A surveillance crew in England follows some young men hanging around a public square. German cops train for worst-case scenarios and crowd-control situations with computer-generated backdrops. Porn starlets in Prague vamp for video cameras broadcasting across the Internet and, by extension, seduce millions of consumers worldwide. Hundreds of beer lovers drink themselves silly in a vast Munich biergarten; later, viewers get a peek at the working-class folks who wash those customers’ dishes, as well as a glimpse at the wage slaves who clean out airport restrooms. A smiling counselor will tell a gentleman from Lagos that, as an illegal alien, even those jobs won’t be available to him; meanwhile, immigrants are hassled by Italian policemen. Somewhere far away—or perhaps very, very near—to where one of these things is occurring, politicians debate the situation in Afghanistan.

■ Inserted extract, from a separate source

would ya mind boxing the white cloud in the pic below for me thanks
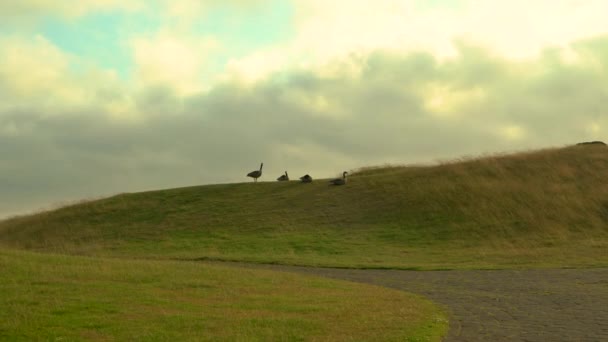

Do all of these vignettes seem random? They won’t after you’ve seen Austrian filmmaker Nikolaus Geyrhalter’s free-form look at Europe after hours, in which these images of security, technology run amok and multiculturalism bump up against some serious class issues. Anyone who’s seen the documentarian’s previous works, like Our Daily Bread (2005), knows that his narrationless mosaics derive their power from the cumulative effect of one disparate scenario informing another, but his look at an Old World continent reeling from the New World values is both thrilling and damning. It may end at a rave in the Netherlands, but the message is still that Nero fiddles as Rome burns.